Sunday, December 14, 2008

Nation

Nation by Terry Pratchett
367 pages


I wasn't sure what to expect from this book - it's not a Discworld novel, which is the setting of the other novels by Terry Pratchett that I have enjoyed. And it's marketed as a young adult/teen novel, so I wondered how the writing might differ from his usual wit and subtle social criticism. Since I don't have much reading time these days though, I hoped it would be wonderful though. I was not disappointed.


In this alternative history set in a place similar to the Pacific islands, Mau is an island boy on a week long quest to become a man. While he is away from home, a devasting tsunami destroys everything and everyone. Mau returns to his island, no longer a boy but not yet a man, because it is the Nation. Mau knows that he must protect it and rebuild it; he is the new chief, even if he is the only one left. He discovers the ghost girl, a pale skinned girl who arrived on the wave in a large wooden ship that crashed into the island. Daphne and Mau set about finding a common vocabulary and dealing with the influx of refugees who are coming to the Nation.
Mau's old life is gone, washed away by the wave, along with his family and his faith in the gods. He is left only with doubt and disbelief, and an aristocratic and proper British girl to help him figure out how to restore all the things that are important in their lives.

Daphne, who's real name is Ermintrude, firmly believes that her father will come find her eventually. She is frightened of Mau and the island at first, but she tries to fit in with the locals, even taking off most of her fancy layers until she's only wearing three clothing items under her grass skirt. Daphne doesn't believe in the gods either, she believes in science. She investigates the mysteries of the Nation, applying the scientific method to discover how to make the bubbling poison into tasty beer, and using an old medical text from the wrecked ship to bring doctoring to the refugees.

I freely admit that I may just be noticing these things more since I'm doing most of my recreational reading while nursing my baby, but this is the second thing I've read this month that devotes a good chunk of text to the issue of breastfeeding. In this story, a baby arrives on the island as a refugee and his mother cannot feed him. With no other options, Mau has to risk his life to get mother pigs drunk and push aside the piglets to express the milk for the human baby. (At least until another new mother arrives, who can make enough milk for both babies.)

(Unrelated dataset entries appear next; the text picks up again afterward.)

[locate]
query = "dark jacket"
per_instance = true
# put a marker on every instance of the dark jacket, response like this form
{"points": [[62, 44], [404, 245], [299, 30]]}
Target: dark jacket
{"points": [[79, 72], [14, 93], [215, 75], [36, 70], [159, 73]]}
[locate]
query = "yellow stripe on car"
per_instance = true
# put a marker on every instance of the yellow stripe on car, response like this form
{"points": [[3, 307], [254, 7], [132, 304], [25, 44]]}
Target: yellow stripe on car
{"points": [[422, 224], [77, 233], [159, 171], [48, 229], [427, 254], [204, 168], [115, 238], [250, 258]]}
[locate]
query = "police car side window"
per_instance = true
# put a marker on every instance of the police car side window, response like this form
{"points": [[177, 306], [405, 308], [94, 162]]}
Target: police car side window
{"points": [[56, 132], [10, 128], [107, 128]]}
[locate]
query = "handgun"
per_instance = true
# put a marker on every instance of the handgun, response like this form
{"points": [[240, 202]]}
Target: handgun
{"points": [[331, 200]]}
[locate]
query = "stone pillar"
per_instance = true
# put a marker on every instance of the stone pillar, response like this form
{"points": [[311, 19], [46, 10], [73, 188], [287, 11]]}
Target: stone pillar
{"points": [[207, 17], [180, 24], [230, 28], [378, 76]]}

The other place I ran into breastfeeding in fiction was in the audiobook of Wild Designs by Katie Fforde. The main character Althea is a 38 year old mother of three teenagers. Her younger sister gets pregnant unexpectedly at 36 and is horrified to remember and retell a story about Althea breastfeeding in a supermarket. Althea quotes a maxim "a crying baby offends everyone, a nursing baby need offend no one." It's a very nice fictional discussion overall of the issues of breastfeeding in public.